On Thursday, the New York Yankees called up Cole Figueroa to their active roster to fill in for injured third baseman Chase Headley. On Saturday, the Boston Red Sox called up Brian Johnson to their active roster to take the spot vacated by the injured Clay Bucholtz.
And so the Gators could make history today or tomorrow, as the two teams continue their ancient rivalry: If they play in the same game, it will be the first time in Major League Baseball history that two Florida products have played in the same Red Sox-Yankees clash.

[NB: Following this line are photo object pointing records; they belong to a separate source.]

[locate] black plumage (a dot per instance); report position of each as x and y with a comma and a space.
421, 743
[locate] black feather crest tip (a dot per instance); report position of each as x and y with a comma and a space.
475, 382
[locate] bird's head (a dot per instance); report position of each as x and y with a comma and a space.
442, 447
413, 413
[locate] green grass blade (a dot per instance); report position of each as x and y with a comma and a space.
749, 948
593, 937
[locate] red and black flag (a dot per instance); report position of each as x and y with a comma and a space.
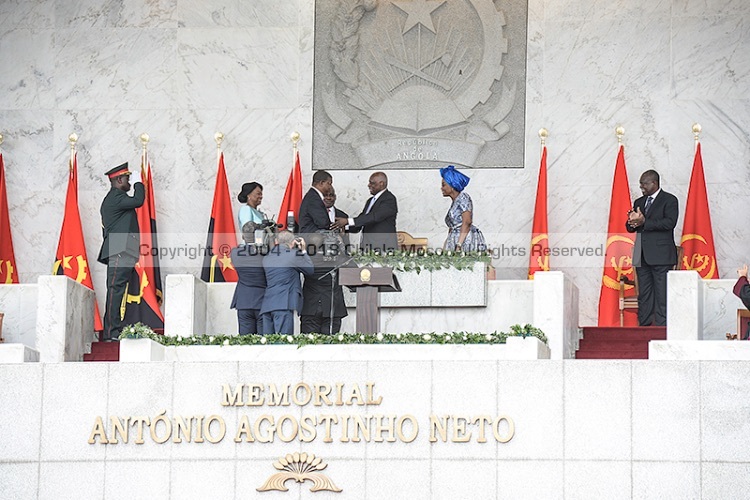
293, 194
618, 259
143, 295
8, 270
71, 259
697, 233
539, 254
222, 236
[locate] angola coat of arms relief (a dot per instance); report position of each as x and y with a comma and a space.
415, 83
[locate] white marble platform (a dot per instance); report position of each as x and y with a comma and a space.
439, 288
699, 309
549, 302
697, 350
19, 304
17, 353
516, 348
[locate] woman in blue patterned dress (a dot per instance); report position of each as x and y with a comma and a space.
462, 234
250, 197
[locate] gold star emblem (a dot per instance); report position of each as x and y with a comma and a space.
226, 262
419, 12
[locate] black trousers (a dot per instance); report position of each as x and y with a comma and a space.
319, 324
250, 321
652, 294
119, 269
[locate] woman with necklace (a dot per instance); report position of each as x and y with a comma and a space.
462, 234
251, 196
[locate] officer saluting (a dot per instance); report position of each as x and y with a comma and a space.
121, 243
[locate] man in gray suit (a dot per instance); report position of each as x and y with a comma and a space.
247, 260
283, 266
121, 243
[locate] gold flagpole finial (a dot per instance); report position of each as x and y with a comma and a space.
697, 132
295, 139
543, 134
619, 132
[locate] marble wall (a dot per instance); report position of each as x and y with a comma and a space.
607, 429
181, 70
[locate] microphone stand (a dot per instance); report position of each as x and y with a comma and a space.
332, 273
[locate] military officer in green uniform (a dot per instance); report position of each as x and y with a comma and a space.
121, 243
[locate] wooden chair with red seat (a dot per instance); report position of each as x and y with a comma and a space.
631, 302
409, 243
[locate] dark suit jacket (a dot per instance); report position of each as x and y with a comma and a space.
317, 291
742, 290
282, 267
251, 278
312, 213
120, 223
654, 241
379, 226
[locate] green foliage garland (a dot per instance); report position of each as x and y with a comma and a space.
140, 331
419, 260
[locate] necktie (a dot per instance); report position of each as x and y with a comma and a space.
369, 205
649, 201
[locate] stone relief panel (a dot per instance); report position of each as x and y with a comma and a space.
408, 84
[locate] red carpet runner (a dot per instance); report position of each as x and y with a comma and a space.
103, 351
618, 342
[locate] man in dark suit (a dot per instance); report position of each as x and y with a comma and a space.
121, 243
247, 259
283, 296
321, 290
378, 219
742, 290
653, 218
313, 215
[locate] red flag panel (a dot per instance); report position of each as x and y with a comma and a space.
697, 234
8, 269
71, 259
618, 257
292, 195
539, 252
222, 235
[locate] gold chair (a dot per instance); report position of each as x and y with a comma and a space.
409, 243
631, 302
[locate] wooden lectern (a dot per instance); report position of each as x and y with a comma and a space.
368, 281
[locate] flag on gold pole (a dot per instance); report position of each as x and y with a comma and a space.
143, 295
8, 269
539, 253
222, 235
697, 234
70, 258
293, 193
619, 249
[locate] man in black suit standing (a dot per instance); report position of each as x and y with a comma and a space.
247, 259
378, 219
121, 243
653, 218
323, 298
313, 215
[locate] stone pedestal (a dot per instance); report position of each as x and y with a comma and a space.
185, 305
65, 319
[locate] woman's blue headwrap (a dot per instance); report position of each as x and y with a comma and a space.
454, 178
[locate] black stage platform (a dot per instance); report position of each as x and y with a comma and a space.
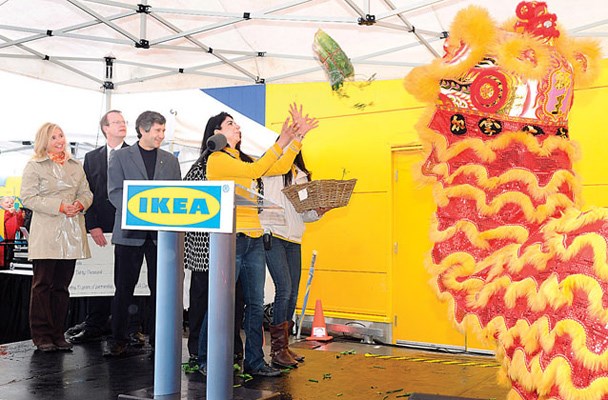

According to Florida's 2015 media guide (PDF), there have only been three seasons in MLB history in which former Gators have played for both the Red Sox and Yankees: 1989, 1990, and 1997. And 1997 doesn't really count: Mike Stanley began the year with the Red Sox, but was traded to the Yankees in August, so there were never Florida players on both rosters at the same time.

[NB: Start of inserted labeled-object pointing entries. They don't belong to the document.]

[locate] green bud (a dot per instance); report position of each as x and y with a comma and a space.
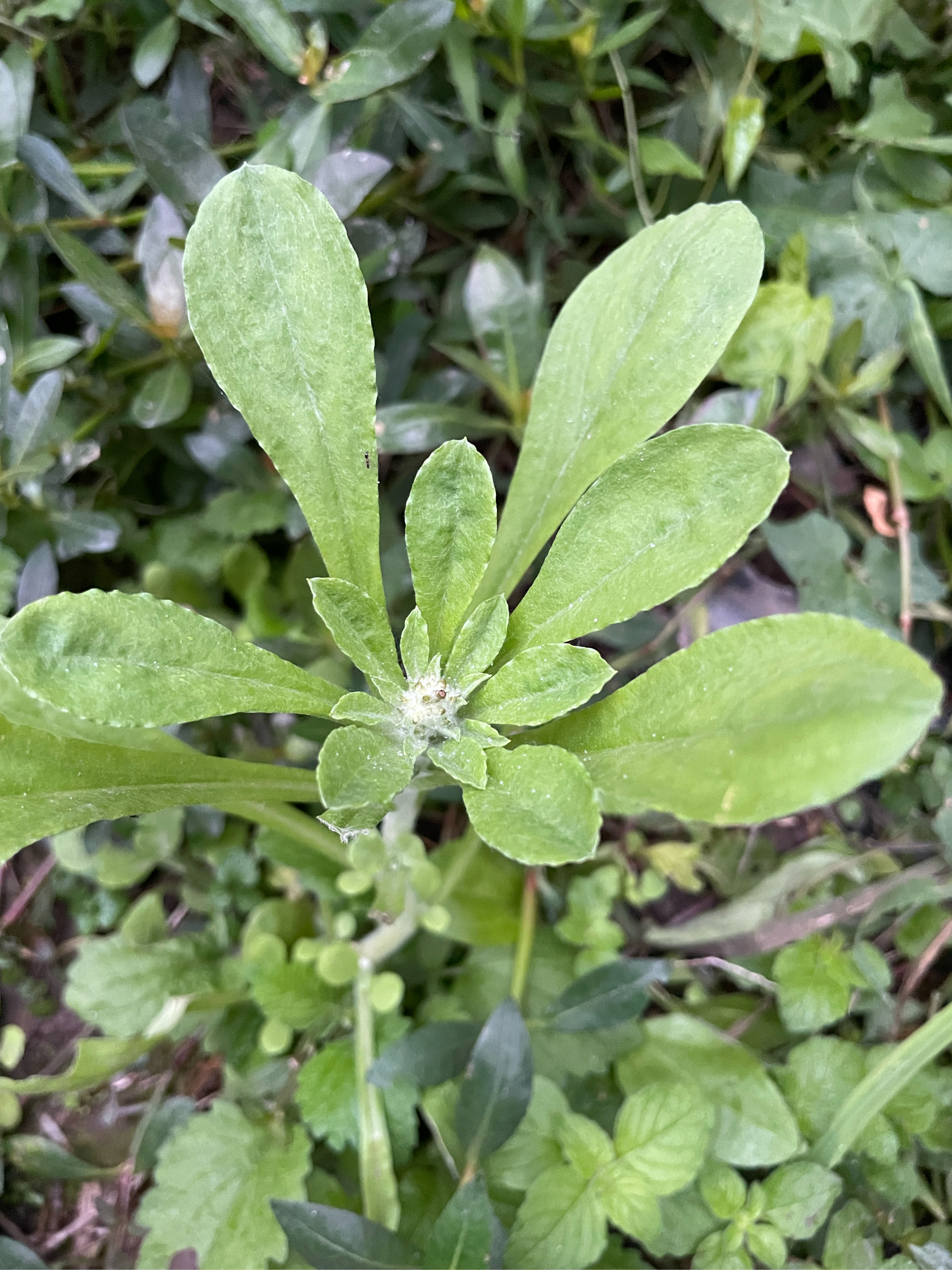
436, 920
276, 1037
10, 1110
337, 964
355, 882
262, 948
13, 1042
387, 992
345, 926
307, 950
427, 879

In 1989 and 1990, though, the Red Sox had reliever Rob Murphy, and the Yankees had starter Dave Eiland, and both were unquestionably on the teams' respective rosters at the same time. But Eiland was still a minor-leaguer at the time, and started six games as a midseason call-up in 1989 and five more in September 1990, only once — on Saturday, July 8, 1989 — facing the Sox. He and Murphy were ships passing in the night on that weekend almost exactly 26 years ago: Murphy threw for the Sox on Friday, July 7, and Sunday, July 9, but didn't enter Saturday's game.

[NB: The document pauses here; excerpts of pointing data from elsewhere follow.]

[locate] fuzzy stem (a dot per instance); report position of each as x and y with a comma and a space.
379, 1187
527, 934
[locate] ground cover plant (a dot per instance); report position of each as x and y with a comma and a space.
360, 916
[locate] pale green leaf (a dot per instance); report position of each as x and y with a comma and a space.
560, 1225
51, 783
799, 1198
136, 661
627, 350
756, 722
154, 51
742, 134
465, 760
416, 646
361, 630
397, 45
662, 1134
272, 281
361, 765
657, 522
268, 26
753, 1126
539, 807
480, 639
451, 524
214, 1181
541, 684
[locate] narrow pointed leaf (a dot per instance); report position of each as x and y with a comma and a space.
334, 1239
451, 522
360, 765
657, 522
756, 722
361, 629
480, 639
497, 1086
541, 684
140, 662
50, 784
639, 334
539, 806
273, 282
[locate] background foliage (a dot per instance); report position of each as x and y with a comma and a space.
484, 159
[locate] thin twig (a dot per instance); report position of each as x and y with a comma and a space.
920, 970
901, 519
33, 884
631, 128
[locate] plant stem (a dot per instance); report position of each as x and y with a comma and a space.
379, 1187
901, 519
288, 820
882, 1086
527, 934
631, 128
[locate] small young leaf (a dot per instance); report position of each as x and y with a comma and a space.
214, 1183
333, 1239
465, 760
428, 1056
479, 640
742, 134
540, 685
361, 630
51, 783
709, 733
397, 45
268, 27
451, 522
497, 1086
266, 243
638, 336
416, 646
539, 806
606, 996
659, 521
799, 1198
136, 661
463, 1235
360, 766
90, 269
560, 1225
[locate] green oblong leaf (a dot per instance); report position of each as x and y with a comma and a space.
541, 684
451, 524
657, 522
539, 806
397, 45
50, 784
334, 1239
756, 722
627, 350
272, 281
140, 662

The next two games would seem to be the best chance ever for Gators to face off in this rivalry. Figueroa figures (sorry) to start at third and hit ninth for the Yankees, as he has over his first two games in pinstripes; while Johnson isn't likely to start, he could see work in relief, as Over the Monster's Ben Buchanan writes:
With the All-Star break coming up, don't be surprised if the Red Sox use Johnson out of the bullpen at some point in the last two games of their series against New York. Unless the front office has gone completely off the rails, Johnson has to be up was a member of the rotation, but with the long layoff ahead, the Sox will probably want to get him some amount of game action.
And if the two players play in the same game — or, better yet, meet for an at-bat — it will be the first time two Gators have done so in baseball's most ballyhooed rivalry.